Première Année de Pèlerinage
Cent cinq millimètres de longueur pour cent deux de largeur ; un poids n’excédant pas cent quatre-vingts centigrammes ; une épaisseur si mince qu’elle ne témoigne qu’à grand-peine de l’existence de la chose. L’acquérir relève d’une haute lutte d’au moins deux lustres – presque du combat spirituel ; le vendre vous expose aux peines les plus sévères ; se le voir attribuer est une grâce sans nom.

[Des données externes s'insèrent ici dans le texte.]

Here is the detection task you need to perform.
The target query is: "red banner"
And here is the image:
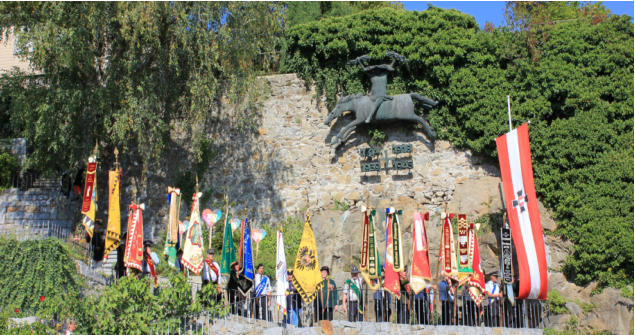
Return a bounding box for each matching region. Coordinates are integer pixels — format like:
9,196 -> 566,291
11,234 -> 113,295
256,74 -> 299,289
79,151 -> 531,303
124,203 -> 144,272
81,162 -> 97,213
468,224 -> 486,304
496,123 -> 547,300
410,212 -> 431,294
384,212 -> 400,298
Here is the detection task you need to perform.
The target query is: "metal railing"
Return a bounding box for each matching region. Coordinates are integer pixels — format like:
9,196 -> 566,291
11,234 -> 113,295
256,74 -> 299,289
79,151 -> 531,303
169,286 -> 548,331
9,171 -> 61,190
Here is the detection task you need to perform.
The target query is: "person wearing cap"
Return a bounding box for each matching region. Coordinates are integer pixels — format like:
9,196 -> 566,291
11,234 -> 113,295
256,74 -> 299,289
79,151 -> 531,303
485,272 -> 503,327
317,266 -> 337,321
142,240 -> 160,287
201,249 -> 221,301
284,270 -> 302,327
342,265 -> 365,322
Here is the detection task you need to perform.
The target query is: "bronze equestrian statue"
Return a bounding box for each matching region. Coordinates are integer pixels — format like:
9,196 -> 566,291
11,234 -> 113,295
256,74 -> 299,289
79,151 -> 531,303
325,51 -> 438,148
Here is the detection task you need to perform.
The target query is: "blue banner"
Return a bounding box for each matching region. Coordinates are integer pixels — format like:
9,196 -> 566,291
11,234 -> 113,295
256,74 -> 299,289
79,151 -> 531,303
242,218 -> 254,282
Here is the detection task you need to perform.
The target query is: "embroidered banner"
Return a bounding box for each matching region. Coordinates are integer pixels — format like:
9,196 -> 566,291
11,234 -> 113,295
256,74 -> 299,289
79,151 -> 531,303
384,208 -> 400,298
220,213 -> 236,278
410,212 -> 432,295
163,187 -> 181,267
182,192 -> 205,274
392,209 -> 404,272
497,123 -> 548,300
457,214 -> 472,278
360,209 -> 381,290
81,160 -> 98,238
124,203 -> 144,272
291,215 -> 322,304
81,161 -> 97,213
103,169 -> 121,259
468,223 -> 486,305
439,212 -> 458,280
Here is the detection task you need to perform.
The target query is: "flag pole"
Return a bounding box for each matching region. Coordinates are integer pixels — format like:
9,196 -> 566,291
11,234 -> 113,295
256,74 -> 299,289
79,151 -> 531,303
507,95 -> 513,132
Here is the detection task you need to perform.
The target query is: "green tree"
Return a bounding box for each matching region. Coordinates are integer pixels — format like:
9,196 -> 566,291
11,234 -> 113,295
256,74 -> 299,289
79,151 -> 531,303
0,2 -> 284,175
285,1 -> 403,28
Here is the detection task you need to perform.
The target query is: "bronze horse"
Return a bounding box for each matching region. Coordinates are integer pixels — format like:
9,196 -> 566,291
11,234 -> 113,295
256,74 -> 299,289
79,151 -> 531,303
324,92 -> 438,147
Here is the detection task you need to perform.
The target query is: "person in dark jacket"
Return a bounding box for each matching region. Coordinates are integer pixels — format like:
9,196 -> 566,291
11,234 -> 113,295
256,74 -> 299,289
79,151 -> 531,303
284,270 -> 302,327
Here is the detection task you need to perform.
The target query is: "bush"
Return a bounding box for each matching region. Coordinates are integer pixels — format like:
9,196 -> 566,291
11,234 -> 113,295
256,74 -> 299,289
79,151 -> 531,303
0,238 -> 84,320
547,290 -> 568,315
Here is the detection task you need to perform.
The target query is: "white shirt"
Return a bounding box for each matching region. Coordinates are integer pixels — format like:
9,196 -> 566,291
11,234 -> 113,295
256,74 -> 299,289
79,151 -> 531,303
344,276 -> 364,302
202,260 -> 220,283
485,280 -> 500,302
142,252 -> 160,273
255,273 -> 272,294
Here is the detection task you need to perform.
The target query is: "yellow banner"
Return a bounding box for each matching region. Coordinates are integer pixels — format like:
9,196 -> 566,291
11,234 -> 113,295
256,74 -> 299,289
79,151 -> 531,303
291,215 -> 322,304
104,169 -> 121,259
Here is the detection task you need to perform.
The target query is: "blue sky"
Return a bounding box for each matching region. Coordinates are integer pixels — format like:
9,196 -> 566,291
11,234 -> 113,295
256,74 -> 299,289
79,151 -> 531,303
401,1 -> 634,28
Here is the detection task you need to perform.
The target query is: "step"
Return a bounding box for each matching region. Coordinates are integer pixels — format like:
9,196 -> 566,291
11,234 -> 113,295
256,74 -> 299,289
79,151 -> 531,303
2,219 -> 72,227
3,212 -> 59,220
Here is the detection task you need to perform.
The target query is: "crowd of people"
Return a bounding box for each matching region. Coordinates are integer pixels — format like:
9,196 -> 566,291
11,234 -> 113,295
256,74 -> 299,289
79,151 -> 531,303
112,241 -> 543,328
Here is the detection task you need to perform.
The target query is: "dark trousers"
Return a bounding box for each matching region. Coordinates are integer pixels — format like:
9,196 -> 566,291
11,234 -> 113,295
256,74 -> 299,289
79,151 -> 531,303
414,298 -> 431,324
463,300 -> 478,326
396,300 -> 410,324
347,301 -> 362,322
318,306 -> 333,321
253,295 -> 271,321
441,300 -> 454,325
486,300 -> 500,327
374,299 -> 391,322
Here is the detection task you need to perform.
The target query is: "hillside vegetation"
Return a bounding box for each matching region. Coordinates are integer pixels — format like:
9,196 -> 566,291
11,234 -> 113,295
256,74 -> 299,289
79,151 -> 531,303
282,7 -> 633,289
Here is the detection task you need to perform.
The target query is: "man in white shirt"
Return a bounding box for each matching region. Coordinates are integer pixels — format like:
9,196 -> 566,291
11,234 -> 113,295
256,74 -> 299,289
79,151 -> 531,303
142,241 -> 160,287
201,249 -> 221,301
253,263 -> 272,321
485,272 -> 504,327
342,266 -> 365,322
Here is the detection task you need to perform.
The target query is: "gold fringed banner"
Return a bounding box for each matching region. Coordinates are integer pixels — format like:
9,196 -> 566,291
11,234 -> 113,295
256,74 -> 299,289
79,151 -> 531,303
164,187 -> 180,267
103,169 -> 121,259
291,215 -> 322,304
182,192 -> 205,274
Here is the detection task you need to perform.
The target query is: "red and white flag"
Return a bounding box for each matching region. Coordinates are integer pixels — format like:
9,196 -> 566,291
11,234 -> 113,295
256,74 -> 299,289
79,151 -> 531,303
496,123 -> 548,300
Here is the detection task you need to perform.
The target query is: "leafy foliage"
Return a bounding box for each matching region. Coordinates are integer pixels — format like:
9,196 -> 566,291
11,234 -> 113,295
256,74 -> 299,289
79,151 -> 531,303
285,1 -> 404,27
0,2 -> 284,175
282,7 -> 633,288
0,238 -> 83,320
547,290 -> 568,315
0,148 -> 19,189
252,216 -> 304,280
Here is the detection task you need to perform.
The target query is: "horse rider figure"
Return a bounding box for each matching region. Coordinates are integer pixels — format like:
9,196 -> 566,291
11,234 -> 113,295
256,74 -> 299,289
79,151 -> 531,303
349,51 -> 408,124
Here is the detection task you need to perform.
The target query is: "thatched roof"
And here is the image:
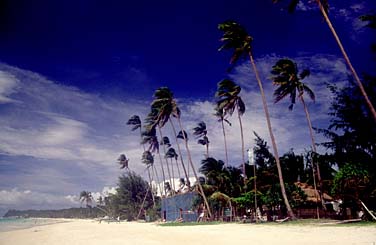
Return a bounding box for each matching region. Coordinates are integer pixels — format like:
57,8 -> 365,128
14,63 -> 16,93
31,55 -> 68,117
295,182 -> 333,203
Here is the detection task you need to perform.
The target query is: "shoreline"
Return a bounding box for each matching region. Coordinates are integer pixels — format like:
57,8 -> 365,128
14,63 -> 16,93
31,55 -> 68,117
0,219 -> 375,244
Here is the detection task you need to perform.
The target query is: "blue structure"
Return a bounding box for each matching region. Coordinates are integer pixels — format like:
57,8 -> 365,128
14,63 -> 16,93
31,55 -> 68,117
161,192 -> 199,222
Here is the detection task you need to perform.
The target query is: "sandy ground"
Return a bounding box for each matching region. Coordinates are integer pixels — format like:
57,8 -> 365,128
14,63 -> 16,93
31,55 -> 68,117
0,219 -> 376,245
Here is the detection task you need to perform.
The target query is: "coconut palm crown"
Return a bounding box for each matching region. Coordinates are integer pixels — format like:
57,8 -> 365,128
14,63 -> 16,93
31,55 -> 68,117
216,79 -> 245,117
218,21 -> 252,68
126,115 -> 142,131
271,59 -> 315,110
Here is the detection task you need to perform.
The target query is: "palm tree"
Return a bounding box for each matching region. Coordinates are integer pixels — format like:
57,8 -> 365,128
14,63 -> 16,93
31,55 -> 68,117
214,106 -> 231,167
127,115 -> 142,134
215,79 -> 246,179
141,126 -> 166,196
117,154 -> 129,169
273,0 -> 376,122
142,150 -> 157,205
271,58 -> 324,216
127,114 -> 156,194
218,20 -> 295,218
151,87 -> 212,218
79,191 -> 93,208
193,121 -> 210,157
159,135 -> 174,192
166,147 -> 181,181
149,88 -> 190,187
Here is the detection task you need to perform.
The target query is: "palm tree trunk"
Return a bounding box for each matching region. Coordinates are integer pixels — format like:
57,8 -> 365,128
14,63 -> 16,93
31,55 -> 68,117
170,158 -> 176,191
248,51 -> 295,219
175,158 -> 181,179
156,149 -> 167,197
140,128 -> 155,206
137,184 -> 150,220
157,126 -> 174,196
254,163 -> 258,222
169,119 -> 190,186
300,96 -> 326,213
316,0 -> 376,122
176,117 -> 213,218
151,164 -> 163,198
221,119 -> 229,167
147,167 -> 155,207
238,110 -> 246,179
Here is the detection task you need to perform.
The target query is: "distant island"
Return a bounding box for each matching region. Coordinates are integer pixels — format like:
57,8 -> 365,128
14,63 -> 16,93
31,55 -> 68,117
3,207 -> 105,219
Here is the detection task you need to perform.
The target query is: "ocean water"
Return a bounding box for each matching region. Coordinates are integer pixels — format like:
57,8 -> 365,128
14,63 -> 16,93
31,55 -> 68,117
0,217 -> 65,232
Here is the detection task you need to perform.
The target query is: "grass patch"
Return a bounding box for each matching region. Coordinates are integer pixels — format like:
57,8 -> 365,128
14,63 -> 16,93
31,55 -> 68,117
158,221 -> 224,227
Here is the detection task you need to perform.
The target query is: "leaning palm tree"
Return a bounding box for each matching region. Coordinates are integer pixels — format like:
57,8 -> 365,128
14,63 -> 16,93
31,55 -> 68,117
193,121 -> 210,157
148,90 -> 190,187
215,79 -> 246,179
176,130 -> 190,176
166,147 -> 181,181
218,21 -> 295,218
159,135 -> 174,192
273,0 -> 376,122
271,58 -> 324,216
141,126 -> 166,196
151,87 -> 212,218
142,150 -> 157,205
214,106 -> 231,167
127,115 -> 156,192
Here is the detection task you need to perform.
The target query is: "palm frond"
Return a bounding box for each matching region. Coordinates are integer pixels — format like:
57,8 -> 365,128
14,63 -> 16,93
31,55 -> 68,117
299,69 -> 310,80
177,130 -> 188,141
237,97 -> 246,115
302,83 -> 316,102
218,20 -> 252,68
126,115 -> 141,131
160,136 -> 171,147
193,121 -> 207,138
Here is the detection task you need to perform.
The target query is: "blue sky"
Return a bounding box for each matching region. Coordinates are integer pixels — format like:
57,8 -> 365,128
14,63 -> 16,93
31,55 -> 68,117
0,0 -> 375,214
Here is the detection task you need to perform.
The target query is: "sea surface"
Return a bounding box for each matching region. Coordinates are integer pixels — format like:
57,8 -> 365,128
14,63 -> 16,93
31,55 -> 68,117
0,217 -> 66,232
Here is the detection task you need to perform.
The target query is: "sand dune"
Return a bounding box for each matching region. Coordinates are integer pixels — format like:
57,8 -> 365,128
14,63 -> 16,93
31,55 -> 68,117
1,219 -> 376,245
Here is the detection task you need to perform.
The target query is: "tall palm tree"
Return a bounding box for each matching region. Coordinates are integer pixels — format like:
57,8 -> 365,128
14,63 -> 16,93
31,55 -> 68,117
142,150 -> 157,205
215,79 -> 246,179
159,134 -> 174,193
79,191 -> 93,208
273,0 -> 376,122
141,126 -> 166,196
193,121 -> 210,157
214,106 -> 231,167
151,87 -> 212,218
218,20 -> 295,218
127,115 -> 156,193
166,147 -> 181,180
271,58 -> 324,216
149,89 -> 190,186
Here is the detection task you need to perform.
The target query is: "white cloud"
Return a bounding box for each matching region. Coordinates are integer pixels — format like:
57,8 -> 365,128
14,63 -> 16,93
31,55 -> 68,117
0,71 -> 19,103
0,188 -> 80,210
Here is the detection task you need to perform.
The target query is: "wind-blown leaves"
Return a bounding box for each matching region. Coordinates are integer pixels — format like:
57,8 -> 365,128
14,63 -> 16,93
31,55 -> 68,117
165,147 -> 178,160
160,136 -> 171,147
271,58 -> 315,110
126,115 -> 141,131
142,151 -> 154,168
218,21 -> 253,70
177,130 -> 188,141
198,136 -> 209,146
118,154 -> 129,169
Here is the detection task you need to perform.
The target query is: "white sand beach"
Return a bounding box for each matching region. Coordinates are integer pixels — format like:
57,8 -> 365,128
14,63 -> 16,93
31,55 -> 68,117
1,220 -> 376,245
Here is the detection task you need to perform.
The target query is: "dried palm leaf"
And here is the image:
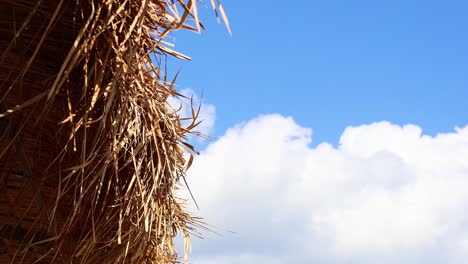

Sans ce rectangle d’une surface de dix mille sept cent dix millimètres carrés, inutile de vouloir pénétrer dans l’enceinte sacrée, le Saint des Saints ; si vous le pliez, il s’invalide et il se peut qu’on vous le confisque pour examen tant ce document est insigne.
Comme la truffe, le caviar, le véritable chocolat, ce léger quadrilatère de papier dont le bleu délavé laisse entrevoir en arrière-plan la façade du temple vaut son pesant d’or – pardon, d’euros ! On a peine à imaginer que ce fragile laissez-passer, qui se peut perdre, être dérobé, brûler, s’envoler, tomber à l’eau, subir les outrages d’une main trop moite ou trop nerveuse – et je n’ose parler de la griffe du chat, si prompte à pétrir toute feuille imprimée ! – soit l’objet de tant de convoitises, d’approches diplomatiques, de tractations secrètes…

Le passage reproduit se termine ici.